The No. 1 book on Amazon at the moment is not a gripping thriller or passionate romantic tale. It is an economic treatise of nearly 700 pages entitled Capital in the 21st Century, written by a Frenchman called Thomas Piketty.
The basic thesis of the book is that the prime driving force behind material inequality in society is when the return on capital in a country consistently exceeds its economic growth rate over a long period of time. Return on capital is, among other things, derived from corporate profits, interest, dividends, capital appreciation of shares and gains in property values.
The underbelly of La Belle Epoque
His prime example is what happened in the 20th Century. At the beginning of it, Europe was experiencing “La Belle Epoque” or a golden age where new technologies, scientific discoveries and masterpieces in arts, music and literature were commonplace. The period was marked by optimism and peace and ended abruptly in 1914 with the onset of the First World War. However, largely ignored is the fact that there existed a large economic underclass who did not share in the prosperity and good times.
In 1910, the top 1% of the European population earned 20% of the national income; the next 9% earned 30%; the next 40% earned 30% and the bottom 50% earned 20%. In other words, the wealthiest 1% of citizens earned as much as the poorest 50%. The cause was unequal ownership of assets, not unequal pay. In those days, it was better to marry into money than get a decent job.
Subsequently, the two world wars as well as the Great Depression destroyed much of the capital of the moneyed aristocracy. Then, from 1945 onwards, 30 years of spectacular economic growth outstripped the return on capital. It also meant a surge in salaries and wages that led to a dramatic fall in the inequality of income by the mid-1970s. By contrast, in the remainder of the last century and the first decade of this one global economic growth has been more subdued and recently the return on capital has considerably exceeded the economic growth rate in most developed economies and particularly America.
The net result is that the US in 2010 had an income distribution among its population which is equivalent to the figures quoted above for Europe in 1910. In other words, there has been a gigantic ‘U’ in inequality over the last 100 years and we are back to what Piketty calls “patrimonial capitalism’ dominated by oligarchs and inherited wealth. He also adds that the super salaries and bonuses earned by numerous company executives have contributed to the current state of affairs. It is no longer just sports heroes, movie stars and pop musicians making a fortune. It is your run-of-the-mill CEO. In this regard, it is interesting to note that for the first time in the modern economic era the US middle class no longer has the highest income per head in the world. That position is now held by Canada. Obviously, in the billionaire class, America remains in premier place.
Piketty’s recommendation to correct the problem is a global wealth tax of 2% and a progressive income tax structure which rises to 80% at the highest income levels. This is obviously very controversial. Many critics argue that such measures would dampen economic growth even further in a world where ageing demographics are already adversely affecting economic prospects in the foreseeable future.
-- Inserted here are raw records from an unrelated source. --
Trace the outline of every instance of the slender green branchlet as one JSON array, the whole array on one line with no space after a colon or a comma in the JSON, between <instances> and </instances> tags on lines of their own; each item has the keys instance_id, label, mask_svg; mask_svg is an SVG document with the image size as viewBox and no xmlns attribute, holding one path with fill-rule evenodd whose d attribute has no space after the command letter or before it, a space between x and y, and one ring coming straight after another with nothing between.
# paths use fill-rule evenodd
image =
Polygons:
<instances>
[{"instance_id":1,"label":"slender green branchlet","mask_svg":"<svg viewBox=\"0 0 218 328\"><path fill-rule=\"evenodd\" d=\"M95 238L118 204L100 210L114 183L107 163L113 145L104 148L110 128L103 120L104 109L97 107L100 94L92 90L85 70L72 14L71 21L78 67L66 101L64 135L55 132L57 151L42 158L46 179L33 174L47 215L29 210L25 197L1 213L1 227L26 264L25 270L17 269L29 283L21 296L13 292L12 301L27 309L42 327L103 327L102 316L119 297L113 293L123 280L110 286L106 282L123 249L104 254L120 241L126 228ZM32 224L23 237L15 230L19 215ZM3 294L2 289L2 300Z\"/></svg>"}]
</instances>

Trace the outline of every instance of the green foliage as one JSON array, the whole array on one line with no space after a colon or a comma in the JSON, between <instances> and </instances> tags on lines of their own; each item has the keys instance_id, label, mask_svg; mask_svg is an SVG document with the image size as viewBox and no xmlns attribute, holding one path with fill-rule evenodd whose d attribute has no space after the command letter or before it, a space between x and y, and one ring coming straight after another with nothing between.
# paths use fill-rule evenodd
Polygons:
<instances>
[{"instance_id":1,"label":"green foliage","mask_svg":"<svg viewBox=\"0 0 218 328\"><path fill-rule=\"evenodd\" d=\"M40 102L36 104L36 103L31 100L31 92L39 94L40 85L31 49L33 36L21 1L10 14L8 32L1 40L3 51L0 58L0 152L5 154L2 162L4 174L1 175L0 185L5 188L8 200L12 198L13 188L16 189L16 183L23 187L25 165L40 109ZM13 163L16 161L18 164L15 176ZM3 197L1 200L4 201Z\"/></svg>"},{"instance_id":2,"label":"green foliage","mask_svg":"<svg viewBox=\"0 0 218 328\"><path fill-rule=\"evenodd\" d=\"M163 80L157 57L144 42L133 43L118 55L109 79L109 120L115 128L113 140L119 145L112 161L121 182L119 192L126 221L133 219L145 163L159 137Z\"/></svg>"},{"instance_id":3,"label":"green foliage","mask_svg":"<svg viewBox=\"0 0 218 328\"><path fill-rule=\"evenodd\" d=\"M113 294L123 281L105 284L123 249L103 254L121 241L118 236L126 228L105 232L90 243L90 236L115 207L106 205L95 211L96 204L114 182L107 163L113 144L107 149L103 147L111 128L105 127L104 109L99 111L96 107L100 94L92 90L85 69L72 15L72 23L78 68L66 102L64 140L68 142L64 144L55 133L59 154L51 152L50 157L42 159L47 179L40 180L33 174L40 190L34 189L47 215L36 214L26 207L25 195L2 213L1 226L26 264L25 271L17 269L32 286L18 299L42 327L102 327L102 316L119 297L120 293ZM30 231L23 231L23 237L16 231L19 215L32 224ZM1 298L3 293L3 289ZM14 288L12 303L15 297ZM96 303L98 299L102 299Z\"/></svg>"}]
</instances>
The rich will hide their money and governments will spend the additional revenue inefficiently.
Nevertheless, the value of his research is that it provides a valid frame of reference within which we can debate the issue of income inequality in South Africa – rating alongside poverty and unemployment as our biggest scourge. The first thing we should do is get the figures for the last 50 years in order to compare them with the trends in Europe and America. My bet is that we suffer from our own brand of patrimonial capitalism as well.